El camino que parecía más interesante era el de combinar dos imágenes. Por lógica, la imagen grande debía ilustrar el tema de portada y la franja estrecha un tema secundario. Sin embargo, esta solución generaba otro problema. En el lanzado de los contenidos el tema de portada arrancaba siempre en la página 2 y se alargaba hasta la 4 o la 5. Si ilustrábamos la portada con una imagen que hiciera referencia al tema principal se podría producir una duplicidad de ilustraciones para el mismo tema, uno en la portada y otro en la página 2. Una solución a esta duplicidad podría haber sido arrancar expresamente el tema en la portada y no ilustrar la página 2, sin embargo, de esta manera, el producto daba excesiva importancia al tema, lo que no hubiera reflejado la variedad y riqueza de contenidos. Por lo tanto, decidimos utilizar la franja estrecha para situar una imagen que ilustrara el tema de la página 2. El formato tan vertical, sin embargo, hacía muy difícil la percepción total de la imagen, aunque era ideal para sugerir, para mostrar, una porción de la imagen que encontraríamos en la página 2. Así pues, el problema de la posible duplicidad quedaba no solamente resuelto, sino que la solución se convertía en un rasgo de identidad del producto. La franja vertical de la portada y su continuación en la página siguiente nos dio la clave para la estructura reticular del interior del suplemento. A partir de esta idea desarrollamos la retícula con un sistema de columnas y de franjas verticales que podían desplazarse por las páginas para separar unos temas de otros. La retícula de Cultura|s es un acordeón que se estira o se encoge según la dimensión de sus artículos o de la paginación. Toda la idea de maquetación tiene su origen en la portada.

Si la franja de la derecha iba a ilustrar el tema principal, debíamos definir cómo debía ser la imagen de la izquierda, en realidad la imagen más grande, la que iba a darle la personalidad a cada portada.

Por un lado, no podía ilustrar un tema secundario. No tenía mucho sentido darle más espacio a un tema secundario que al tema principal. En realidad no podía ilustrar ningún tema para no generar confusión. Por lo tanto, debía ser una imagen neutra que pudiera convivir con un fragmento de la imagen de la página 2. En el proceso de diseño hicimos unas pruebas con detalles de imágenes, con ampliaciones de pequeños fragmentos de imágenes de temas diversos. Pudimos comprobar que si elegíamos bien, el resultado de la unión entre un fragmento estrecho de imagen y un detalle era una portada visualmente muy novedosa, diferente e interesante. Una solución ideal para un producto sugerente, cuyos contenidos eran muy atractivos.

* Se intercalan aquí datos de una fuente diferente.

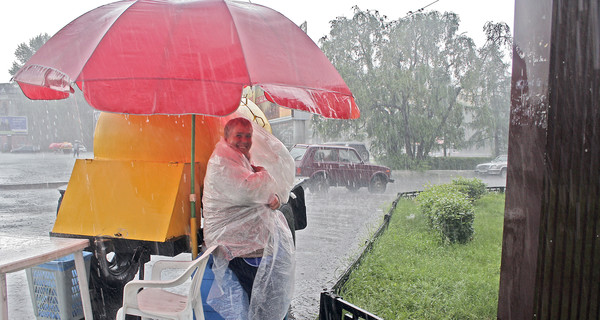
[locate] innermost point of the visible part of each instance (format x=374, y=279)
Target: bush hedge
x=449, y=212
x=403, y=162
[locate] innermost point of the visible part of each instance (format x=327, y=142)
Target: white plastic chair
x=155, y=302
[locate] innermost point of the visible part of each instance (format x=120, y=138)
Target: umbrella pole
x=193, y=225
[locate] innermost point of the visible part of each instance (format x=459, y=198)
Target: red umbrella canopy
x=185, y=57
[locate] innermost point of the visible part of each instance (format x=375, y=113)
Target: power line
x=410, y=13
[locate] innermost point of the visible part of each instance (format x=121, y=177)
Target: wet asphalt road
x=339, y=222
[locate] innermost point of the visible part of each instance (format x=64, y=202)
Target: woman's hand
x=274, y=202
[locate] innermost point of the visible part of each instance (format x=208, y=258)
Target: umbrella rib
x=240, y=41
x=103, y=36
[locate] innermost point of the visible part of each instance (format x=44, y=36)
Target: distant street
x=338, y=223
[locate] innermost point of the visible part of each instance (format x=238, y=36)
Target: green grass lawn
x=411, y=274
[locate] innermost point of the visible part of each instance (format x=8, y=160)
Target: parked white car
x=497, y=166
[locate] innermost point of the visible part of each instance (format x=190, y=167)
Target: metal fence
x=333, y=307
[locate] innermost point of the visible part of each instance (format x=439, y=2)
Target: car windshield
x=500, y=159
x=297, y=152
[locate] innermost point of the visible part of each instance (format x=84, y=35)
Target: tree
x=491, y=98
x=353, y=47
x=407, y=76
x=25, y=51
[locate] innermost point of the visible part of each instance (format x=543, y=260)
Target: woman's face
x=240, y=138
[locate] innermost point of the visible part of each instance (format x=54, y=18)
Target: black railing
x=333, y=307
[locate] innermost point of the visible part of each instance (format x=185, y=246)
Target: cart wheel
x=110, y=270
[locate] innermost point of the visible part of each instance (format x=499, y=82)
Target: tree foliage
x=414, y=79
x=491, y=98
x=25, y=50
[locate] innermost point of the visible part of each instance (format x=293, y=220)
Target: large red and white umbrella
x=185, y=57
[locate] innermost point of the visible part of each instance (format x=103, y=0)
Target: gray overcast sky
x=21, y=20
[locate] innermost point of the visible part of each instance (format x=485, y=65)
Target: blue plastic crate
x=54, y=288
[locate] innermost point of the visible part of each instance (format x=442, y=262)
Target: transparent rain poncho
x=238, y=220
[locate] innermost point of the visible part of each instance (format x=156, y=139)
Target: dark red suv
x=328, y=165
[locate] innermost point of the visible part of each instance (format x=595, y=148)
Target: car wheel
x=110, y=270
x=352, y=187
x=378, y=185
x=319, y=184
x=365, y=156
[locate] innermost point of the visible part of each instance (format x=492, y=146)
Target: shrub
x=449, y=212
x=456, y=163
x=473, y=188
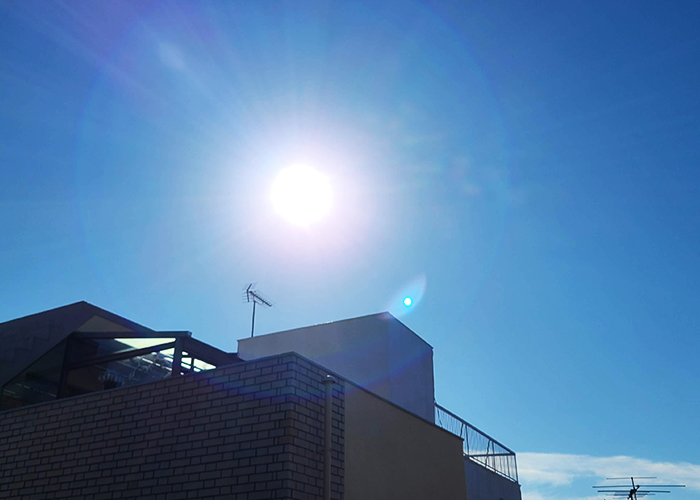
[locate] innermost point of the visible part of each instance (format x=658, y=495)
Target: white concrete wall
x=391, y=454
x=483, y=484
x=377, y=352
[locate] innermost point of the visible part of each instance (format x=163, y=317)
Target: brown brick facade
x=252, y=430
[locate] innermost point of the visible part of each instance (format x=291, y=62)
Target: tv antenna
x=637, y=490
x=253, y=296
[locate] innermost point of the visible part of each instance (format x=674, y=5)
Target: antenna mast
x=255, y=297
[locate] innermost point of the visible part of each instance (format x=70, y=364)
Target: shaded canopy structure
x=80, y=348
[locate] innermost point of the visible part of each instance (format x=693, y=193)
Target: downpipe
x=327, y=440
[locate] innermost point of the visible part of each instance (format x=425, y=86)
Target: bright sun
x=301, y=194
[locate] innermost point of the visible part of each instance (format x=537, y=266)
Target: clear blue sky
x=530, y=167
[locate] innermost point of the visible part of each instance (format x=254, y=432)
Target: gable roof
x=24, y=340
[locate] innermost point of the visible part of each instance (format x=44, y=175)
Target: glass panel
x=38, y=383
x=194, y=364
x=121, y=373
x=82, y=348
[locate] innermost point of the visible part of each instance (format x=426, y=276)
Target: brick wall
x=252, y=430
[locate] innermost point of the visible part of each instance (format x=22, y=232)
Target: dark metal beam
x=126, y=354
x=132, y=335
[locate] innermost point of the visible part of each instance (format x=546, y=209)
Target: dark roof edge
x=318, y=325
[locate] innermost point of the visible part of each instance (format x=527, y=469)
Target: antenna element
x=255, y=297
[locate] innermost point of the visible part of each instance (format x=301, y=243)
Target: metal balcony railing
x=479, y=446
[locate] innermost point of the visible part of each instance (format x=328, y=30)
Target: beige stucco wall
x=378, y=352
x=391, y=454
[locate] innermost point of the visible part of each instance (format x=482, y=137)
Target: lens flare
x=408, y=297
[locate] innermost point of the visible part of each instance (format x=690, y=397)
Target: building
x=95, y=406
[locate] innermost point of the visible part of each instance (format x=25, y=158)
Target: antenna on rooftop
x=253, y=296
x=637, y=490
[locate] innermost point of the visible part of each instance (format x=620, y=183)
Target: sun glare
x=301, y=194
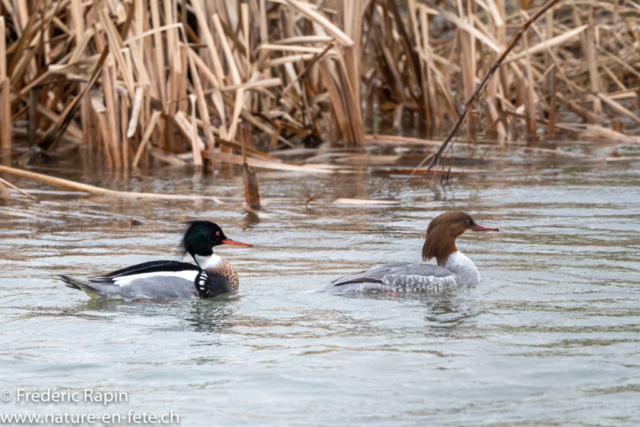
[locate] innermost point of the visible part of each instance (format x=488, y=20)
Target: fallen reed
x=175, y=81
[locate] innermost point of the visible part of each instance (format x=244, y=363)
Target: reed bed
x=190, y=82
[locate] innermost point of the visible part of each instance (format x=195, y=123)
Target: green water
x=550, y=337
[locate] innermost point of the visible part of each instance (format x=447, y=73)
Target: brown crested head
x=443, y=231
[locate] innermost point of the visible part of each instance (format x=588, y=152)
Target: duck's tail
x=81, y=286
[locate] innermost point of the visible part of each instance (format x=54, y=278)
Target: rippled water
x=551, y=335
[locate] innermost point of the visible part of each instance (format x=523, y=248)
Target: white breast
x=464, y=268
x=207, y=262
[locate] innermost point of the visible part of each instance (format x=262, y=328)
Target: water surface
x=550, y=337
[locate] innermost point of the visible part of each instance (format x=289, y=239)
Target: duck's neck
x=207, y=262
x=461, y=265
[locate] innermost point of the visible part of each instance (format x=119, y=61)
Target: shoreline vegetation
x=195, y=83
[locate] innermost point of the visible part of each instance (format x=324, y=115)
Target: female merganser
x=209, y=277
x=453, y=269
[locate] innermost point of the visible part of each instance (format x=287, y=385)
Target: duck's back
x=394, y=277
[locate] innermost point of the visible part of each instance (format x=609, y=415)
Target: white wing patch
x=189, y=275
x=208, y=262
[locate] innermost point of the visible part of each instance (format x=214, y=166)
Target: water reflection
x=557, y=310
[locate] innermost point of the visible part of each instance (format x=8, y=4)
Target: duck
x=209, y=277
x=454, y=268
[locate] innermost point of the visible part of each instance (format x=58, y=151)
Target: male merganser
x=453, y=269
x=209, y=277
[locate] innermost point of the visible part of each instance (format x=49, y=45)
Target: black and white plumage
x=453, y=269
x=209, y=277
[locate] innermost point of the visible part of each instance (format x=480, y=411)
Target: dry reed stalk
x=145, y=139
x=157, y=54
x=471, y=101
x=5, y=93
x=24, y=193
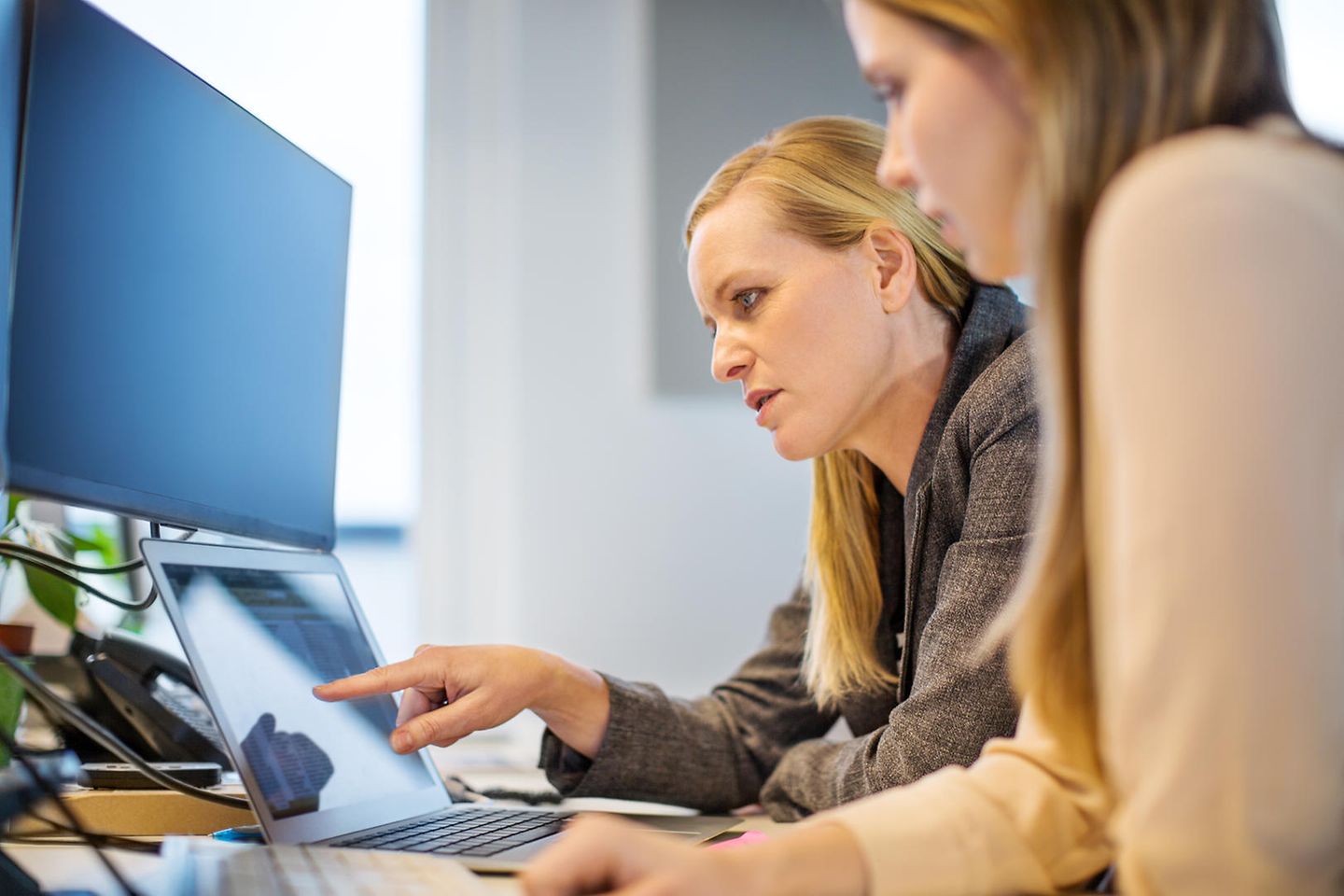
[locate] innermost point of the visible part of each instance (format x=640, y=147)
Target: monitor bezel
x=129, y=501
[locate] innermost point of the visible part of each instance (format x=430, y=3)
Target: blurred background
x=531, y=446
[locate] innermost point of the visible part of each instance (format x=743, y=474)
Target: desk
x=76, y=867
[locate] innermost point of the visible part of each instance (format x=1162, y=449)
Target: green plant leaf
x=98, y=540
x=54, y=595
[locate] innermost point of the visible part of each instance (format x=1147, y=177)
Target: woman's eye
x=890, y=93
x=749, y=297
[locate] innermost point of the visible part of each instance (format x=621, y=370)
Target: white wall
x=564, y=504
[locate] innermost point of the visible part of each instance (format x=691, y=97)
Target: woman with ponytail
x=858, y=339
x=1178, y=635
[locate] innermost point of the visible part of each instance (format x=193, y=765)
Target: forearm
x=819, y=860
x=574, y=704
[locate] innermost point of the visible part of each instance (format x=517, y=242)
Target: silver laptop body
x=259, y=629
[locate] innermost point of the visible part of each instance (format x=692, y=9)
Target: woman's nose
x=730, y=359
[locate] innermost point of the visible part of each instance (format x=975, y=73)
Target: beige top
x=1214, y=436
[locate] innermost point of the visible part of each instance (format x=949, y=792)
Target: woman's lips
x=763, y=410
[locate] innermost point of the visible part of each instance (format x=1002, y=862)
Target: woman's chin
x=791, y=450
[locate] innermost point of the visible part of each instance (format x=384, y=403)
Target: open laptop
x=259, y=629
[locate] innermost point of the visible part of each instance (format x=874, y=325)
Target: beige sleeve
x=1214, y=436
x=1214, y=385
x=1020, y=819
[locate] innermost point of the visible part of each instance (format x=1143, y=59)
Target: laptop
x=261, y=627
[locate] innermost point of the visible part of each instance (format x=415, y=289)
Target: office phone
x=139, y=692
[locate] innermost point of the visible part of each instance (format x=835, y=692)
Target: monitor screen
x=14, y=43
x=179, y=294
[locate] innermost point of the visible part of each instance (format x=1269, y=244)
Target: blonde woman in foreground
x=1179, y=630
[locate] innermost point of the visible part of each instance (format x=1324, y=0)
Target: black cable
x=64, y=810
x=57, y=707
x=26, y=550
x=107, y=841
x=64, y=568
x=51, y=568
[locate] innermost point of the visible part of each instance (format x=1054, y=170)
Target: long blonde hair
x=1105, y=79
x=819, y=175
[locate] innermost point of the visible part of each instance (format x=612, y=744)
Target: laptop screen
x=266, y=637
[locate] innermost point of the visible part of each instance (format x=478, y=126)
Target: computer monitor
x=14, y=46
x=177, y=297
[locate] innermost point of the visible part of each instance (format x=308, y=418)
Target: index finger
x=388, y=679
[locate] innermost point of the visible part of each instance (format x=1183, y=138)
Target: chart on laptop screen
x=265, y=639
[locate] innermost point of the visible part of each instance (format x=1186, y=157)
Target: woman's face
x=958, y=132
x=801, y=328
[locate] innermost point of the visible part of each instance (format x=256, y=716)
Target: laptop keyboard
x=302, y=871
x=461, y=832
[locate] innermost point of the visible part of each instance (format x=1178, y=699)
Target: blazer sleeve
x=711, y=752
x=958, y=700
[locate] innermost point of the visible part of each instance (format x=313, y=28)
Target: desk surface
x=76, y=867
x=72, y=867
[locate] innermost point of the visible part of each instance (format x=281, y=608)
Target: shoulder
x=1211, y=227
x=1188, y=199
x=1001, y=399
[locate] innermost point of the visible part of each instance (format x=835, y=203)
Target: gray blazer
x=949, y=558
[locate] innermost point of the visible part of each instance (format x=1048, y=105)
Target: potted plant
x=26, y=543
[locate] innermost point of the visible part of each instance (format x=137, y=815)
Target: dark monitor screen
x=14, y=42
x=179, y=294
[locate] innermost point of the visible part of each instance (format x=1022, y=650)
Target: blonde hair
x=1103, y=79
x=819, y=175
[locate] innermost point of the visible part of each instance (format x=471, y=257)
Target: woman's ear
x=894, y=266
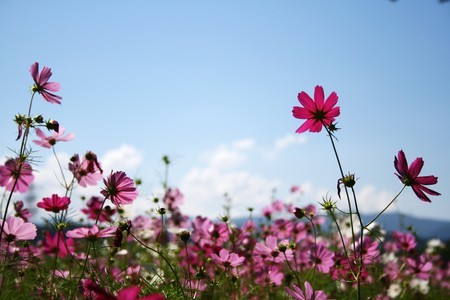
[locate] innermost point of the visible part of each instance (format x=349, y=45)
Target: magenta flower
x=119, y=188
x=92, y=233
x=316, y=112
x=94, y=208
x=227, y=259
x=54, y=204
x=49, y=141
x=14, y=171
x=42, y=85
x=323, y=259
x=17, y=229
x=88, y=171
x=309, y=293
x=53, y=244
x=21, y=212
x=409, y=176
x=127, y=293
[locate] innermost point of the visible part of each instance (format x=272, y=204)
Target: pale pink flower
x=51, y=140
x=323, y=258
x=119, y=188
x=92, y=233
x=13, y=171
x=309, y=293
x=21, y=212
x=17, y=229
x=317, y=112
x=227, y=259
x=42, y=85
x=88, y=171
x=54, y=204
x=409, y=176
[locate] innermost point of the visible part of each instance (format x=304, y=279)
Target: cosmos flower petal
x=319, y=96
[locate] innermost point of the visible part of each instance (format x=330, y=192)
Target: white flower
x=419, y=285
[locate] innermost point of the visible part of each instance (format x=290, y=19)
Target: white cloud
x=288, y=140
x=204, y=187
x=125, y=158
x=228, y=156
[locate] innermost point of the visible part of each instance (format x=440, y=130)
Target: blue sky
x=212, y=85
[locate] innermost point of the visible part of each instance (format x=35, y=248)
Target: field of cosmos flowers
x=288, y=253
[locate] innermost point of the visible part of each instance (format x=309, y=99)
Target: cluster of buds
x=26, y=122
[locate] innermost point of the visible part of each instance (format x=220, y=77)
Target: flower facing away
x=42, y=85
x=119, y=188
x=227, y=259
x=92, y=233
x=49, y=141
x=54, y=204
x=410, y=176
x=13, y=171
x=17, y=229
x=309, y=293
x=317, y=112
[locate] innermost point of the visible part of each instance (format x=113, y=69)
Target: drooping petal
x=426, y=180
x=319, y=97
x=52, y=86
x=330, y=102
x=400, y=163
x=34, y=71
x=301, y=113
x=420, y=194
x=306, y=101
x=416, y=167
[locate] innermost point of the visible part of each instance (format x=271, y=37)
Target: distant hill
x=424, y=228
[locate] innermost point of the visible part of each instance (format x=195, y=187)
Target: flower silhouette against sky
x=16, y=229
x=42, y=85
x=49, y=141
x=119, y=188
x=10, y=172
x=317, y=112
x=92, y=233
x=54, y=204
x=409, y=176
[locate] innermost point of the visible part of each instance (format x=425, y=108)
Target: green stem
x=390, y=203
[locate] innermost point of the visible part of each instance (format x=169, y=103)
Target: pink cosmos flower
x=42, y=85
x=420, y=267
x=49, y=141
x=404, y=241
x=128, y=293
x=316, y=112
x=410, y=176
x=53, y=244
x=21, y=212
x=309, y=293
x=88, y=171
x=119, y=188
x=94, y=205
x=54, y=204
x=14, y=170
x=270, y=250
x=92, y=233
x=227, y=259
x=17, y=229
x=323, y=259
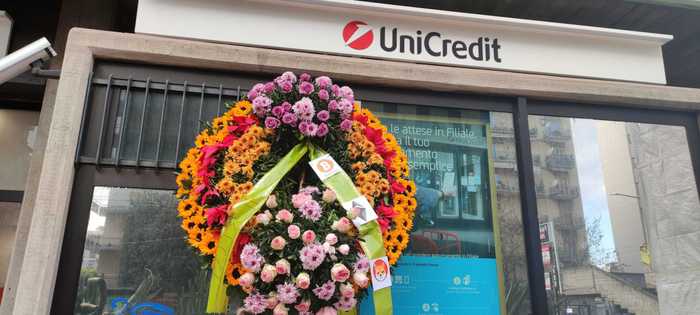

La manera de conseguir un detalle de una imagen a la hora de cerrar la portada cada semana es buscar entre las imágenes que se han seleccionado para el interior. Conocida la imagen que va en la página 2, buscamos un detalle abstracto que contraste con dicha imagen. De esta manera se ha generado una especie de “juego” entre los lectores que intentan descubrir a qué imagen corresponde el detalle de la portada.

Para acabar de hacer una portada gráficamente interesante decidimos marcar los ejemplares destacando su numeración. De esta manera el producto se convertía en un “coleccionable” y a la vez la portada incorporaba un elemento tipográfico característico, en realidad más importante que la misma cabecera. Al ser un producto que se distribuye con el diario, la cabecera no era imprescindible que fuera muy llamativa, al contrario, preferimos que fuera un poco discreta, lo adecuado para un producto culto, y que fuera flexible: la cabecera puede subir y bajar dependiendo de las necesidades de titulación.

Las familias tipográficas utilizadas en la portada son Swift para cabecera y para el número y Akzidenz Grotesk para los destacados. El cuerpo de texto es Nimrod.

Elegimos Swift porque el dibujo de sus números es muy atractivo, sobretodo en tamaño grande, y porque siendo una tipografía con serif, tiene un carácter muy moderno. Frentre a ella, Akzidenz apotaba la seguridad de una buena lectura al componer textos sobre fotos.